The Democratic Republic of Congo’s Katanga region is known for its mineral wealth. However, the region has relatively little investment in agriculture beyond smallholder subsistence farming.
The situation of the Katanga region is no different from other mining regions or provinces in sub-Saharan Africa like Obuasi Mines in Ghana, Jo’burg in South Africa among others, where agriculture has been relegated to the background in search for gold, diamond or copper.
The eastern part of Katanga is said to be a rich mining region, which supplies cobalt, copper, tin, radium, uranium, and diamonds. The region’s former capital, Lubumbashi, is the second-largest city in the Congo.
However, due to population growth and diversification of the economy of Katanga, agriculture is gradually taking center stage. People are being offered huge incentives for capital-intensive agriculture in the region in order to catch up with the rest of the country, according to a report cited in How We Made It In Africa.

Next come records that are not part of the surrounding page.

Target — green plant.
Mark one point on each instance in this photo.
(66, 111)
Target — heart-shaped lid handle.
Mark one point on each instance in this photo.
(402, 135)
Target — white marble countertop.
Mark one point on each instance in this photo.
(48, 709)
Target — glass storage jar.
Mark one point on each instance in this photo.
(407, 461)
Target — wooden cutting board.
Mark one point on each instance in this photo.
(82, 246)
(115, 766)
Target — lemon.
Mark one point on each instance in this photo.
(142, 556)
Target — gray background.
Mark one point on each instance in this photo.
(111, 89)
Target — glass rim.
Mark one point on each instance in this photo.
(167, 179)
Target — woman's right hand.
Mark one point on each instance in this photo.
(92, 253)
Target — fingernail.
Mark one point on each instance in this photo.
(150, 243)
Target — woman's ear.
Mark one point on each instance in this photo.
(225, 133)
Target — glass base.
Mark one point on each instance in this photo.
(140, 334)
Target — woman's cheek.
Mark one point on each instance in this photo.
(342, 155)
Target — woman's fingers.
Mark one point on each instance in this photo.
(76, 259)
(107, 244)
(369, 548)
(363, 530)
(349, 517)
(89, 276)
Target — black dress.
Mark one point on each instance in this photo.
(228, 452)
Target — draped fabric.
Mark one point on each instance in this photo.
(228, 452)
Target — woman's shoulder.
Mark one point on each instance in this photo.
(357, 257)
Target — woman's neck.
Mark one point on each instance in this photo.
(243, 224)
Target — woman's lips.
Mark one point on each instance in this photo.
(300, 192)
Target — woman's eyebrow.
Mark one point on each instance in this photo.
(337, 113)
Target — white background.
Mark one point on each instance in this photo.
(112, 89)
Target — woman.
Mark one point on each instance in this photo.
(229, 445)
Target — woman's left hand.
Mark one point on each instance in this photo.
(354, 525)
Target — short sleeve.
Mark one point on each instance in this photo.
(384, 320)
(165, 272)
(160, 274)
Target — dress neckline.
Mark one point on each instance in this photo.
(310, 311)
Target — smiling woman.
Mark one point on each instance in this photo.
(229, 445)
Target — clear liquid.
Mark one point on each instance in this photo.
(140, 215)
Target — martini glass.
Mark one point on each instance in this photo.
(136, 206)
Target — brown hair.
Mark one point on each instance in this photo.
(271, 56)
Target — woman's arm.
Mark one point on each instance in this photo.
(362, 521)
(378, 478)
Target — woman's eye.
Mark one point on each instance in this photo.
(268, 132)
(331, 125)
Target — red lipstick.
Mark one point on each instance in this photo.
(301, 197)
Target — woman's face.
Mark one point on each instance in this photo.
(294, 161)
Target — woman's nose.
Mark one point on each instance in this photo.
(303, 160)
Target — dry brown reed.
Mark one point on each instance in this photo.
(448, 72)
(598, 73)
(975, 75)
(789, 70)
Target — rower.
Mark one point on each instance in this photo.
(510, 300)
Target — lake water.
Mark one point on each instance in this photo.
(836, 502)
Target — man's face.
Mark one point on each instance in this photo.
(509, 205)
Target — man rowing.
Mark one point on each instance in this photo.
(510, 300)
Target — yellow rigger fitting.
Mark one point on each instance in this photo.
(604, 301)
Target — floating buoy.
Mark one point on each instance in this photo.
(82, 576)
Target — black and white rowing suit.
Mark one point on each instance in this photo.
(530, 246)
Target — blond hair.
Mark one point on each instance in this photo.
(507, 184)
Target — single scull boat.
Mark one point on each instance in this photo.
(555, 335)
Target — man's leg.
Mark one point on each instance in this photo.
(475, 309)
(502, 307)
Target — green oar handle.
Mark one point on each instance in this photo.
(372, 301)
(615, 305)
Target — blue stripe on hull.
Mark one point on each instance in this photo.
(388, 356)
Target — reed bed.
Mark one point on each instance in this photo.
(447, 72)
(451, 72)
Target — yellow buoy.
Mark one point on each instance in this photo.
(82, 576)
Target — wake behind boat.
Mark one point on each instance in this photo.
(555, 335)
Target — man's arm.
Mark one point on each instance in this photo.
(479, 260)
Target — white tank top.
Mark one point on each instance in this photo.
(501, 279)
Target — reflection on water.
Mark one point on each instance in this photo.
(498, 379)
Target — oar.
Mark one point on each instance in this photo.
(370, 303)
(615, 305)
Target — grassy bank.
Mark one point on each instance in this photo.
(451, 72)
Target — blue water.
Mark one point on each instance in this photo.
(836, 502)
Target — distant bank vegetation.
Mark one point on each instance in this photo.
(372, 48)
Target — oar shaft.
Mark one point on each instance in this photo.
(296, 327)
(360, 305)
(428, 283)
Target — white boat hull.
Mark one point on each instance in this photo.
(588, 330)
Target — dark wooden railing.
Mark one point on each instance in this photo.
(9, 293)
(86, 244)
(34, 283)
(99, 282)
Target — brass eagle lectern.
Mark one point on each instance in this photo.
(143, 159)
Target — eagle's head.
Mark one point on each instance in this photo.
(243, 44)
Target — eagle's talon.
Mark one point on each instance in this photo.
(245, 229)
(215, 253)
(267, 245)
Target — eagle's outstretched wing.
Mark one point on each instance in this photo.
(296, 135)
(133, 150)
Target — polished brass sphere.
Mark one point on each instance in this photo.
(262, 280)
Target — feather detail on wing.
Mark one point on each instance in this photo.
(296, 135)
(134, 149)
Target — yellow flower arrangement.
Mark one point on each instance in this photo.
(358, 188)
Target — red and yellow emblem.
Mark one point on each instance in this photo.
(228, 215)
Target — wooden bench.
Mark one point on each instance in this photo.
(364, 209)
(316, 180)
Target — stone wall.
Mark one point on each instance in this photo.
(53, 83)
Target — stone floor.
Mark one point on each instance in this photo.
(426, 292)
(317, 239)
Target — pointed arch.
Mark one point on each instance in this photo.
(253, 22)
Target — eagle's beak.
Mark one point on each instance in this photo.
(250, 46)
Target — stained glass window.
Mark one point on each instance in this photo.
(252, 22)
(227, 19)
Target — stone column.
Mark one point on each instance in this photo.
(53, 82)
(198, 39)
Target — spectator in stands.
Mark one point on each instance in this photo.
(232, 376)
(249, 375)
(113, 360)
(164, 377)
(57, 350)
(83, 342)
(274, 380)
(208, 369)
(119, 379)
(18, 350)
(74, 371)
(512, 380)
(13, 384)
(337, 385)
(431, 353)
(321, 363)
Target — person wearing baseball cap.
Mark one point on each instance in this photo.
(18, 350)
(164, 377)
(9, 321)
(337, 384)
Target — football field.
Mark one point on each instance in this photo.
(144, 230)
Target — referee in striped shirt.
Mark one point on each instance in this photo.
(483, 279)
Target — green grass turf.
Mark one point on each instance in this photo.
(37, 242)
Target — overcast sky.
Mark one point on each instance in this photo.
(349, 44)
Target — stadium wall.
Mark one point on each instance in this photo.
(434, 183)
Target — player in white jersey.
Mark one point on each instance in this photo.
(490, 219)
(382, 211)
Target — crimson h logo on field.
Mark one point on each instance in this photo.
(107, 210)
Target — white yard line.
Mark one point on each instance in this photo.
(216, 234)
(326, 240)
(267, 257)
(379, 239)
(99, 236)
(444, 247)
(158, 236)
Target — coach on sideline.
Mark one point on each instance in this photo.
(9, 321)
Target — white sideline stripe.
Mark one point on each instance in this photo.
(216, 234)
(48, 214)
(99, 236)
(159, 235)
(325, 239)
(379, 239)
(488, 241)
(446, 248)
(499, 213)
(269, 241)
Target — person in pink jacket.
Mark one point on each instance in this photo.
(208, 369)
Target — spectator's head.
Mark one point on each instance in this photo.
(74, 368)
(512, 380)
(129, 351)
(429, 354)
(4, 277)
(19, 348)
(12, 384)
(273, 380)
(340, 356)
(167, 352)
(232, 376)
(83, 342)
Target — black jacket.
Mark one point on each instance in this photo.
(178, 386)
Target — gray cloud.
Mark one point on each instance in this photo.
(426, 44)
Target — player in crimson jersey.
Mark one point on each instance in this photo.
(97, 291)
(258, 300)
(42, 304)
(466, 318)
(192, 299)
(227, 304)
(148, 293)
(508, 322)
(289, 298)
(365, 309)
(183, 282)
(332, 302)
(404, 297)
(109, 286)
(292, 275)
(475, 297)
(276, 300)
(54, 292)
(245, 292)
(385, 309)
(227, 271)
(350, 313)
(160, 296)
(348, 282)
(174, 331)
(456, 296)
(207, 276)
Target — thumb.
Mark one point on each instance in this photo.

One entrepreneur set on benefiting from the growing focus on agriculture in the Katanga region is Ange Kanonga, who is an entrepreneur and a farmer. She owns five hectares of sunflowers in the region which she uses to produce vegetable oil, thereby reducing the region’s dependence on oil imports from Zambia.
“With the daily use of oil in the kitchen, it was very important that we focus our projects on the transformation of organic and natural oil,” Kanonga was quoted by How We Made It In Africa.
Kanonga’s five hectares sunflower farm is her own experiment. However, much of her own raw materials come from small-scale farmer “outgrowers” trying their hand at an increasing variety of crops in the region.
Kanonga is now determined to scale production and expand her business nationwide. She is getting ready to start producing oil for the whole country.
The entrepreneur started her business in 1995. She was first in the seed business before she turned to oils, mostly soya-based, in 2010. She first started producing only for Lubumbashi and its surroundings but in 2019 she decided to produce for the whole country.